Risk-taking drives corporations to push ahead and make steep gains. Consequently, interconnectivity makes the perspective of risk-taking extremely complex. The changing landscape of risk is creating a global conversation about how principles for corporate governance need to evolve to respond more appropriately to the relationship with risk management.

The world’s corporations are keeping a keen eye on how large corporations are managing and responding to risk failures so they can avoid the same mistakes. They’re learning that companies tend to underestimate the cost of risk failures internally, as well as externally. In many cases, corporations are also underestimating the cost of time that managers need to address damage control.

Banks and other financial institutions have long set the standards for good corporate governance principles. While the world has much to learn from their strategies and missteps, the governance principles they’ve established don’t necessarily translate well for all types of businesses. As the conversation continues, corporations are trending toward wanting to take a broader-based approach toward corporate governance principles to suit more diverse situations.

Corporate governance principles could take on many different forms. Most likely, changes will be fluid and evolving for the foreseeable future. Despite vast changes, corporate governance principles need to be structured, integrated and balanced. Corporations will continue to look at the roles of existing reward structures and how they align with financial and non-financial risk.

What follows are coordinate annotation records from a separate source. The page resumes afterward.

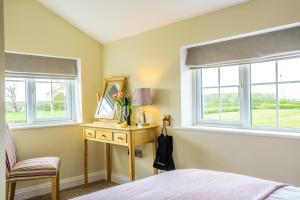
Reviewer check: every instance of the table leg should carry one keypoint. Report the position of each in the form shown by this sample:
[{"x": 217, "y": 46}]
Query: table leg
[
  {"x": 131, "y": 157},
  {"x": 154, "y": 148},
  {"x": 108, "y": 161},
  {"x": 86, "y": 163}
]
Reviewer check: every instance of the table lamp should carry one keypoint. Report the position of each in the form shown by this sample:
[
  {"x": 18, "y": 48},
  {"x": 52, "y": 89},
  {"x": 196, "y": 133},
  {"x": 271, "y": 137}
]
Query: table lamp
[{"x": 141, "y": 97}]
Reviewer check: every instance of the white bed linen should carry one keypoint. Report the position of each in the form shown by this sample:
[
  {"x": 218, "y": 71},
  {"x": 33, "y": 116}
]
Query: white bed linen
[
  {"x": 285, "y": 193},
  {"x": 190, "y": 184}
]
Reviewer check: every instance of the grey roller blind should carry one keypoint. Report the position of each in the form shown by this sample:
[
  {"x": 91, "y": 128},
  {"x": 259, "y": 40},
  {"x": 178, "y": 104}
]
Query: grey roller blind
[
  {"x": 40, "y": 66},
  {"x": 244, "y": 50}
]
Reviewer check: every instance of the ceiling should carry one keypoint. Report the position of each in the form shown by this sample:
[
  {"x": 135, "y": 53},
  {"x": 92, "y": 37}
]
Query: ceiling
[{"x": 110, "y": 20}]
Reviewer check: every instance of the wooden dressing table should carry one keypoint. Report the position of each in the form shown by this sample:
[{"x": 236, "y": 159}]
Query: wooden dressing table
[{"x": 110, "y": 134}]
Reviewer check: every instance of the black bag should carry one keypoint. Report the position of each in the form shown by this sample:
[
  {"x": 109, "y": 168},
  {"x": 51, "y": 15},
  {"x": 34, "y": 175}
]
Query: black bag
[{"x": 164, "y": 159}]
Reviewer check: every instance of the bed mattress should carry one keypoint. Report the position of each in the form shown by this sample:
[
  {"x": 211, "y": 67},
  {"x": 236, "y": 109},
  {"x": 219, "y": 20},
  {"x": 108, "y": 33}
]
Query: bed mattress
[
  {"x": 196, "y": 184},
  {"x": 285, "y": 193}
]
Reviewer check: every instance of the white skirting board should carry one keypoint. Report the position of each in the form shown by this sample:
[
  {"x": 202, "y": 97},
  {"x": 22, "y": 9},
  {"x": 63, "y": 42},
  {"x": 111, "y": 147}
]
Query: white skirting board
[{"x": 43, "y": 189}]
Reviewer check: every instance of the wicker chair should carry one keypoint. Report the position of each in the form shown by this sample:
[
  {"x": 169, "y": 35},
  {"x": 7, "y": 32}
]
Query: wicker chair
[{"x": 30, "y": 169}]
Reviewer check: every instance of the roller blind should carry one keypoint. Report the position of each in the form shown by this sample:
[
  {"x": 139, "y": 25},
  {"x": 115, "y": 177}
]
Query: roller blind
[
  {"x": 40, "y": 66},
  {"x": 245, "y": 50}
]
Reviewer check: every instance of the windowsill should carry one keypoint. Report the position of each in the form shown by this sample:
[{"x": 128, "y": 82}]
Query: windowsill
[
  {"x": 24, "y": 127},
  {"x": 241, "y": 131}
]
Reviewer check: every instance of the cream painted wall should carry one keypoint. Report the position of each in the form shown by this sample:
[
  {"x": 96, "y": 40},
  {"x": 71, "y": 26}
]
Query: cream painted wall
[
  {"x": 31, "y": 28},
  {"x": 2, "y": 143},
  {"x": 151, "y": 59}
]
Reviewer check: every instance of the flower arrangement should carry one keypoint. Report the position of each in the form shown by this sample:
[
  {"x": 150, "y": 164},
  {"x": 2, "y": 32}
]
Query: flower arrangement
[{"x": 123, "y": 107}]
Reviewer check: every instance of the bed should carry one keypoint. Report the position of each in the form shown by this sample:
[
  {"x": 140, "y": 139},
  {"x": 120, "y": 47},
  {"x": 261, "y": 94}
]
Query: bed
[{"x": 197, "y": 184}]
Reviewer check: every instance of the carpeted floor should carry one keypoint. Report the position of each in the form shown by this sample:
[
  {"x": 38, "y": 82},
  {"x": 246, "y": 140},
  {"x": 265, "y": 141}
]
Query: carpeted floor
[{"x": 78, "y": 191}]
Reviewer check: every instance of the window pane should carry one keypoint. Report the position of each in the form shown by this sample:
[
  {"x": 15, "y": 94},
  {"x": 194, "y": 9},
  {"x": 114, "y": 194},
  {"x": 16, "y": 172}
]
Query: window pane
[
  {"x": 15, "y": 97},
  {"x": 43, "y": 98},
  {"x": 210, "y": 103},
  {"x": 263, "y": 105},
  {"x": 230, "y": 102},
  {"x": 210, "y": 77},
  {"x": 289, "y": 70},
  {"x": 229, "y": 76},
  {"x": 51, "y": 99},
  {"x": 289, "y": 99},
  {"x": 263, "y": 72},
  {"x": 59, "y": 99}
]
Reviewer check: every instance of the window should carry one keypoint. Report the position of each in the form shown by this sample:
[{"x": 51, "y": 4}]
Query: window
[
  {"x": 39, "y": 101},
  {"x": 259, "y": 95},
  {"x": 220, "y": 93}
]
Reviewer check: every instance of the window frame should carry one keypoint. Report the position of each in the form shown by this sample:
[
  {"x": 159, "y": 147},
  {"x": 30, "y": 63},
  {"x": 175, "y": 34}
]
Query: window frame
[
  {"x": 245, "y": 96},
  {"x": 30, "y": 102}
]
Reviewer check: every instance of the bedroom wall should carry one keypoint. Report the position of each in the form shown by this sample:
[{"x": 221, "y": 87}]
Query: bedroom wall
[
  {"x": 151, "y": 59},
  {"x": 2, "y": 143},
  {"x": 31, "y": 28}
]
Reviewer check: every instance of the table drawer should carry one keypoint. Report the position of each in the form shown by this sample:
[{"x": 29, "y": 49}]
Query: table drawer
[
  {"x": 90, "y": 133},
  {"x": 120, "y": 137},
  {"x": 104, "y": 135}
]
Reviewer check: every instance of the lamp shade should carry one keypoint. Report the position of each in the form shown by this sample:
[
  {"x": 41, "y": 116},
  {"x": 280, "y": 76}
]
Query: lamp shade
[{"x": 141, "y": 96}]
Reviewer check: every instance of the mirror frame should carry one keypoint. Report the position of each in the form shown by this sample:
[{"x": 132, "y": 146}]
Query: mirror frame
[{"x": 101, "y": 92}]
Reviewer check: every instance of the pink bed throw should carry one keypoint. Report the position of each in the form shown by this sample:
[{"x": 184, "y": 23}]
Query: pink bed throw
[{"x": 190, "y": 184}]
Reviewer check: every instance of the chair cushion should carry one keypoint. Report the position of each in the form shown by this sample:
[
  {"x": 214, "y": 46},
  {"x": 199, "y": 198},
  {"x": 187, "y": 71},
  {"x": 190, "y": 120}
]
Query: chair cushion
[{"x": 35, "y": 168}]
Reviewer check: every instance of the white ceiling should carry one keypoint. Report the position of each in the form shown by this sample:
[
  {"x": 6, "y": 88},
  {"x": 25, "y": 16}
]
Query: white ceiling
[{"x": 110, "y": 20}]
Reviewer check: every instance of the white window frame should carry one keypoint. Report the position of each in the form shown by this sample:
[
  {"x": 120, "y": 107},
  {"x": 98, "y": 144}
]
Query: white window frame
[
  {"x": 190, "y": 94},
  {"x": 30, "y": 101},
  {"x": 199, "y": 104},
  {"x": 76, "y": 96}
]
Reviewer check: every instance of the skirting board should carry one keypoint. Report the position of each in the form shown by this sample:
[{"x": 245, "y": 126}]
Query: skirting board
[{"x": 43, "y": 189}]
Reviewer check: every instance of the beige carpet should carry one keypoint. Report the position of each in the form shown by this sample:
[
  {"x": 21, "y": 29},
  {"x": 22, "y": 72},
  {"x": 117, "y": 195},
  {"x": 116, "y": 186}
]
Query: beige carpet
[{"x": 78, "y": 191}]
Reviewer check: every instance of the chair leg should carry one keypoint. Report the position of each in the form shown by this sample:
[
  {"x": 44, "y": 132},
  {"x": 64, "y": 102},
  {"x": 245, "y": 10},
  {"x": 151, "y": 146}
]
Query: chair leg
[
  {"x": 7, "y": 190},
  {"x": 55, "y": 187},
  {"x": 12, "y": 190}
]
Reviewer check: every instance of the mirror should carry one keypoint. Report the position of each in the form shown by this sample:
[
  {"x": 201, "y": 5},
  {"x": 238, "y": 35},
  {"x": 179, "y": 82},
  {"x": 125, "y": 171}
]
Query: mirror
[{"x": 106, "y": 103}]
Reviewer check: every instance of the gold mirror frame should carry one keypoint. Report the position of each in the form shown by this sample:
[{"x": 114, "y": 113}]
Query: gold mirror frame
[{"x": 102, "y": 92}]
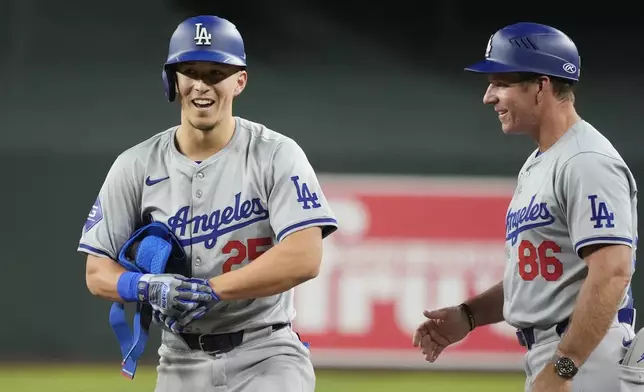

Recent risk failures have taught us that all corporations are vulnerable and that they need to prepare just as stringently for low chances of catastrophic risk as for higher chances of major risks.

Existing reward structures for corporate executives tend to correspond to how well they manage financial risk as it relates to internal controls and audit functions. The new standard for reward structures may include not only rewarding the success of businesses, but also rewarding managers for having a keen awareness of risk management. This means that corporations may begin reducing financial incentives, such as stock options for managers who regularly engage in excessive risk-taking.

Companies may also factor in how well managers pay attention to reputational risk in addition to financial risk, and how strategic risks manifest as operational risks. Let’s take a closer look at what this might look like in practice.

Corporate executives are giving thought to forming guidelines as basic steps to new approaches to managing risk. Many executives are encouraging their companies to establish some common risk language that they can use throughout the company. Using commonly accepted terms for risk management will aid them as they set new standards for risk management. In turn, new standards for risk management will help them to balance qualitative and quantitative perspectives as they devise standards for measuring risk.

The future of corporate governance may move toward a broader perspective of standards that are more practical and useful for all types of businesses, including banks and other financial institutions. Such issues as outsourcing and supplier-related risks are examples of risks that apply to most businesses that haven’t been addressed very much in governance in the past.

Additionally, corporate governance of the future may place a heavier emphasis on catastrophic risk even when the risk is low. Just because the probability of a catastrophic loss is low doesn’t mean a catastrophe won’t happen. Good corporate governance principles may account for standing ready to manage any potential catastrophe at any given time.